“Self-denial is often the sacrifice of one sort of self-love for another.”
“He who knows himself knows others.”
“Self-love, in a well-regulated breast, is as the steward of the household, superintending the expenditure, and seeing that benevolence herself should be prudential, in order to be permanent, by providing that the reservoir which feeds should also be fed.”
Source: Lacon: Or Many Things in Few Words, Addressed to Those who Think
“The most notorious swindler has not assumed so many names as self-love, nor is so much ashamed of his own. She calls herself patriotism, when at the same time she is rejoicing at just as much calamity to her native country as will introduce herself into power, and expel her rivals.”

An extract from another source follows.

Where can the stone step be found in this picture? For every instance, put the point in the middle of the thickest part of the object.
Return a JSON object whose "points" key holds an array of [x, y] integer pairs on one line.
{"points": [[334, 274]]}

Source: Lacon, Or, Many Things in a Few Words: Addressed to Those who Think
“There are too many who reverse both the principles and the practice of the Apostles; they become all things to all men, not to serve others, but themselves; and they try all things only to hold fast that which is bad.”
Source: Lacon: Or, Many Things in Few Words, Addressed to Those who Think
“Sensibility would be a good portress if she had but one hand; with her right she opens the door to pleasure, but with her left to pain.”
Source: Remarks on the Talents of Lord Byron and the Tendencies of Don Juan
“If sensuality be our only happiness we ought to envy the brutes, for instinct is a surer, shorter, safer guide to such happiness than reason.”
Source: Lacon: Or, Many Things in Few Words: Addressed to Those who Think
“Shakespeare, Butler and Bacon have rendered it extremely difficult for all who come after them to be sublime, witty or profound.”
Source: Lacon: or, Many things in few words
“A man's profundity may keep him from opening on a first interview, and his caution on a second; but I should suspect his emptiness, if he carried on his reserve to a third.”
Source: Lacon: Or, Many Things in Few Words, Addressed to Those who Think
“As a man of pleasure, by a vain attempt to be more happy than any man can be, is often more miserable than most men are, so the sceptic, in a vain attempt to be wise beyond what is permitted to man, plunges into a darkness more deplorable, and a blindness more incurable than that of the common herd, whom he despises, and would fain instruct.”